The New York Times for some reason invites public discussion on: " When Should Antiquities Be Repatriated to Their Country of Origin?" January 21, 2015.

It's the usual old stuff. James Cuno, president, J. Paul Getty Trust goes off on his usual tirade about Artifacts as Instruments of Nationalism ("Legal claims can be adjudicated. But national identity claims can only be argued because national cultural property is a state-based construction"); I presume he'll not be pledging his allegiance to the American flag, or taking his grandchildren to see the Liberty Bell and the Constitution in its nitrogen-filled display case. Philosophy professor Kwame Anthony Appiah has been roped in to present one of his party-pieces: There Is No National Home for Art ("Art from everywhere can matter to people from anywhere. Those of us who live in the city of the Metropolitan Museum know that extremely well").
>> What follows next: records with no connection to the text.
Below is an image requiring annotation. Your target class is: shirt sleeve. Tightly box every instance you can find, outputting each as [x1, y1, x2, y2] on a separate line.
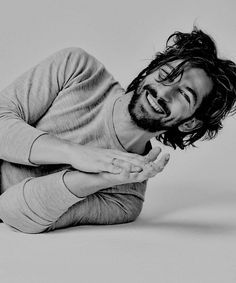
[0, 169, 84, 233]
[46, 190, 144, 232]
[0, 47, 99, 165]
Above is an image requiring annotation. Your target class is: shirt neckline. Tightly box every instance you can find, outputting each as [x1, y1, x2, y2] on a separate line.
[105, 89, 152, 155]
[106, 91, 128, 152]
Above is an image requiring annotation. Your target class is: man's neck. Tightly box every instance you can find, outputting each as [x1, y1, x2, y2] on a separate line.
[112, 92, 159, 154]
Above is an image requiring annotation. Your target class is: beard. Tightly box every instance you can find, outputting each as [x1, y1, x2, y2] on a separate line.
[128, 85, 172, 133]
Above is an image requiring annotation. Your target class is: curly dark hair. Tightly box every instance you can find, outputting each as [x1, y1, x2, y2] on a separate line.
[126, 27, 236, 149]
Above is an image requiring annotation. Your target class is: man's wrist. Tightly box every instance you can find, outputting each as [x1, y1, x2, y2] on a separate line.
[60, 140, 75, 164]
[62, 170, 113, 198]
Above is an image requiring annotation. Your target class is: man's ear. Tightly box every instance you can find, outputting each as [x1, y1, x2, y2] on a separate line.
[178, 118, 203, 133]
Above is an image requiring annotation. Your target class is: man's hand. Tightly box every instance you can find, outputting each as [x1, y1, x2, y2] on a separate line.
[68, 145, 150, 174]
[100, 147, 170, 186]
[63, 147, 170, 198]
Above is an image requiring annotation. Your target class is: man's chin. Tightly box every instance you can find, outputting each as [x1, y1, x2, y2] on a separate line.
[129, 111, 165, 133]
[128, 89, 169, 133]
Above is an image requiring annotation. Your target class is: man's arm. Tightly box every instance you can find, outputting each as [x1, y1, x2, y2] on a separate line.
[0, 47, 147, 172]
[0, 149, 169, 233]
[0, 169, 142, 233]
[29, 133, 152, 174]
[0, 47, 102, 165]
[47, 189, 145, 232]
[0, 169, 119, 234]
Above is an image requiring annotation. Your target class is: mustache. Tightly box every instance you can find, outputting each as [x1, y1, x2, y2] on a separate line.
[143, 85, 170, 116]
[143, 85, 157, 98]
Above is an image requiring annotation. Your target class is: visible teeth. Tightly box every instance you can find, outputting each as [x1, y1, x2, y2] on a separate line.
[147, 93, 164, 114]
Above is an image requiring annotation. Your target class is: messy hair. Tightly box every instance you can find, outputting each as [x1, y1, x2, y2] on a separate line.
[126, 27, 236, 149]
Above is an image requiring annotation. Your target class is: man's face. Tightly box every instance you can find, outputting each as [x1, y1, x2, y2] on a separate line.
[128, 60, 213, 133]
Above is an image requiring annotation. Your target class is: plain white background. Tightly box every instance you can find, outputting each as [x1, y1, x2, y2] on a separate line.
[0, 1, 235, 282]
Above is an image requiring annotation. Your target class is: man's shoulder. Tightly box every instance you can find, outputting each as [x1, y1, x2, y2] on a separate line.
[54, 47, 102, 65]
[46, 47, 107, 76]
[57, 46, 90, 56]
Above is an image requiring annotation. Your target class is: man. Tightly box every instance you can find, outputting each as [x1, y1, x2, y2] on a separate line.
[0, 27, 235, 233]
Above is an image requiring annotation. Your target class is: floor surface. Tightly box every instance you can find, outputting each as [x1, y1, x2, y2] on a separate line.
[1, 182, 236, 283]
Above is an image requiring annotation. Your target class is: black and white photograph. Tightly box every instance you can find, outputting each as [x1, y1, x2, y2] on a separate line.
[0, 1, 236, 282]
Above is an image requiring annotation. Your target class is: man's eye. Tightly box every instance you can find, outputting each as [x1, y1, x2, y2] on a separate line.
[179, 89, 191, 104]
[158, 68, 170, 80]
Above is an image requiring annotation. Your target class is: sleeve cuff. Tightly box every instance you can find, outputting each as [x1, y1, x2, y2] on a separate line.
[28, 132, 49, 166]
[22, 169, 85, 224]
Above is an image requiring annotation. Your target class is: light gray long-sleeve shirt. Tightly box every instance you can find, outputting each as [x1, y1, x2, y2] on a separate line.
[0, 47, 147, 233]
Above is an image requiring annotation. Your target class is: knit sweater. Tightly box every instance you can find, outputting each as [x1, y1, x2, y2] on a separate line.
[0, 47, 147, 233]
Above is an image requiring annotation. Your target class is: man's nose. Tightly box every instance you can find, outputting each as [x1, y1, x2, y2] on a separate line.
[158, 85, 173, 102]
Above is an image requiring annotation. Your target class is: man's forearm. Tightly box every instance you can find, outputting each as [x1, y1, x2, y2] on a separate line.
[62, 170, 114, 198]
[29, 134, 74, 165]
[29, 133, 148, 174]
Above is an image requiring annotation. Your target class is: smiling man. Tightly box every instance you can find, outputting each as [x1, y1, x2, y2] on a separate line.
[114, 61, 213, 156]
[130, 62, 212, 131]
[0, 27, 235, 233]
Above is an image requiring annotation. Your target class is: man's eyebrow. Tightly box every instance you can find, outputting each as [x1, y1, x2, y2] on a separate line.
[186, 87, 198, 106]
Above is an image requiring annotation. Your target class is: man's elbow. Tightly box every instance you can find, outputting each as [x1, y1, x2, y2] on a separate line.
[124, 198, 143, 223]
[102, 193, 144, 225]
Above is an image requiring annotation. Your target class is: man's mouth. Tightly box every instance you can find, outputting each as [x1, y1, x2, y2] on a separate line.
[145, 90, 167, 115]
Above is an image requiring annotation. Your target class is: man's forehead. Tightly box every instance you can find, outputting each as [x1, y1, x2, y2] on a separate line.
[163, 59, 201, 72]
[164, 60, 211, 85]
[162, 59, 205, 75]
[165, 59, 183, 68]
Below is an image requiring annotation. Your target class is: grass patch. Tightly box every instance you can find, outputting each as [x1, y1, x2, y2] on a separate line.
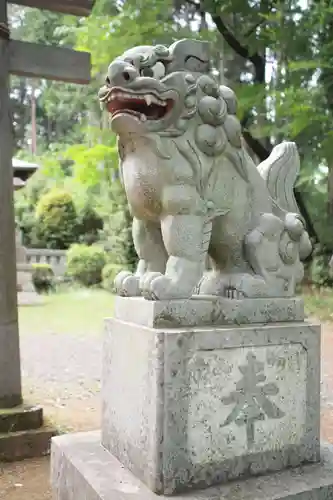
[303, 287, 333, 322]
[18, 288, 114, 336]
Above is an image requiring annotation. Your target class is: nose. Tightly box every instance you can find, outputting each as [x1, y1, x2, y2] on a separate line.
[107, 60, 138, 86]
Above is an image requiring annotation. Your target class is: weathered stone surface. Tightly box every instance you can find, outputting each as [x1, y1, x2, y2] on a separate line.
[102, 318, 320, 494]
[0, 426, 56, 461]
[99, 40, 312, 301]
[51, 432, 333, 500]
[114, 295, 304, 328]
[0, 404, 43, 433]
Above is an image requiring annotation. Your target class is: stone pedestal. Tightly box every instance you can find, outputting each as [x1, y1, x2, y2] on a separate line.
[51, 296, 333, 499]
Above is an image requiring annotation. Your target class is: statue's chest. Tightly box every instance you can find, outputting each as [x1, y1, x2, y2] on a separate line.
[121, 152, 166, 220]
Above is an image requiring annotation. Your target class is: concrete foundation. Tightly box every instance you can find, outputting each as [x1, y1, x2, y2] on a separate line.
[51, 432, 333, 500]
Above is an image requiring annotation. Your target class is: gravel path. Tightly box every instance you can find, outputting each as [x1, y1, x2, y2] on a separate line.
[1, 329, 103, 500]
[20, 332, 102, 403]
[19, 330, 102, 437]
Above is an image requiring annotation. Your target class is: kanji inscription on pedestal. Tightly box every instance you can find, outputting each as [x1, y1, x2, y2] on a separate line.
[221, 352, 285, 448]
[188, 344, 307, 463]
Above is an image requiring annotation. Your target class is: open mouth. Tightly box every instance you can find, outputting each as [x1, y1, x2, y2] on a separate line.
[102, 90, 173, 121]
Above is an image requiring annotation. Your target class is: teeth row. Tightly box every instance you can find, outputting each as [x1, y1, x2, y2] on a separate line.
[106, 91, 167, 106]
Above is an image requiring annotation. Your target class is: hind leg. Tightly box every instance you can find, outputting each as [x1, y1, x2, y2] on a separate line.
[198, 218, 267, 298]
[199, 252, 267, 298]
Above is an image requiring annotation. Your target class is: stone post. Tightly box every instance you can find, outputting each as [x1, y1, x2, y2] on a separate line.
[0, 4, 22, 408]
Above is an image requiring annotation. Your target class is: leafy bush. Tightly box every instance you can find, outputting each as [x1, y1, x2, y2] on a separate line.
[304, 245, 333, 287]
[77, 203, 103, 245]
[66, 244, 106, 287]
[102, 263, 123, 292]
[98, 182, 137, 271]
[32, 263, 55, 293]
[35, 188, 79, 249]
[14, 172, 55, 248]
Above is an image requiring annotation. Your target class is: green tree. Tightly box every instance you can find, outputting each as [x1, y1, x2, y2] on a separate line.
[35, 189, 79, 249]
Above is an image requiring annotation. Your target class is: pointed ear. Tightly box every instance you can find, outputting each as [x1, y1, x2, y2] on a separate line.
[167, 39, 210, 74]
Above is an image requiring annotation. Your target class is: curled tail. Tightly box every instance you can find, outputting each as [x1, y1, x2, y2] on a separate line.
[257, 141, 300, 215]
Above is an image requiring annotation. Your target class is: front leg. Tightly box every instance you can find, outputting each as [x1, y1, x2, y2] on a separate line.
[142, 214, 209, 300]
[115, 218, 168, 297]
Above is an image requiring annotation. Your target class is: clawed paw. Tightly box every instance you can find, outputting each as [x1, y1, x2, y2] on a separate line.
[141, 272, 192, 300]
[115, 270, 195, 300]
[141, 273, 173, 300]
[114, 271, 141, 297]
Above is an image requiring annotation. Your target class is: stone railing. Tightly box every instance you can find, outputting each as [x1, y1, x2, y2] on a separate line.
[25, 248, 67, 276]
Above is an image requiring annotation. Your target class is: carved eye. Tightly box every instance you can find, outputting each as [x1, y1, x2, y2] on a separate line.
[140, 62, 166, 79]
[140, 67, 154, 77]
[151, 61, 166, 79]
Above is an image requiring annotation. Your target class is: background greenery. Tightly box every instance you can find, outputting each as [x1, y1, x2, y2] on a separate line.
[10, 0, 333, 287]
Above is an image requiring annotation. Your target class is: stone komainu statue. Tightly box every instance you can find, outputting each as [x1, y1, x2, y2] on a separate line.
[99, 39, 312, 301]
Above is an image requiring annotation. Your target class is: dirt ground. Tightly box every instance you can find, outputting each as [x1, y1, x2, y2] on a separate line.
[2, 319, 333, 499]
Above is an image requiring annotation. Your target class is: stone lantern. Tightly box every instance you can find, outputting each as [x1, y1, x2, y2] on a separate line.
[14, 176, 42, 305]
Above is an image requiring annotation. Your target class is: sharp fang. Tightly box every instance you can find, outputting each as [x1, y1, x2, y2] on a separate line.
[151, 95, 161, 106]
[140, 114, 147, 122]
[144, 94, 152, 106]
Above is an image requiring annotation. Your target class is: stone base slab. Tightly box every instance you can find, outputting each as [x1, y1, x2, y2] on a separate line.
[102, 318, 320, 494]
[114, 295, 304, 328]
[0, 402, 57, 461]
[51, 432, 333, 500]
[0, 426, 56, 461]
[0, 404, 43, 433]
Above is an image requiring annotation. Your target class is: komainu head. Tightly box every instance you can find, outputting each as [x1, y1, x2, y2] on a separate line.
[99, 39, 210, 136]
[99, 39, 242, 157]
I really do not see why these people have problems with allowing others the right to feel that cultural objects coming from their country belong to their heritage and that they should be part of the decision-making process about what leaves. It is almost as if these polemicists are ignoring it in pursuit of their own aims. The Black rhino today forms part of the fauna of a number of national territories. It is for these countries to benefit from this in return for taking as best care for that resource as they can. There is "no national home for the rhinoceros". The Black Rhino belongs to everyone, to you, me, Dr Cuno as well as Slasher D'eath the ivory wholesaler. The question is whether that means that the needs of Mr Slasher or Dr Cuno override those of others in this regard. Do they override the needs to conserve the rhino population in, say, Tanzania? Put in those terms asking the question "when" their rights override a Tanzanian desire to protect and restore what they have looks a little different.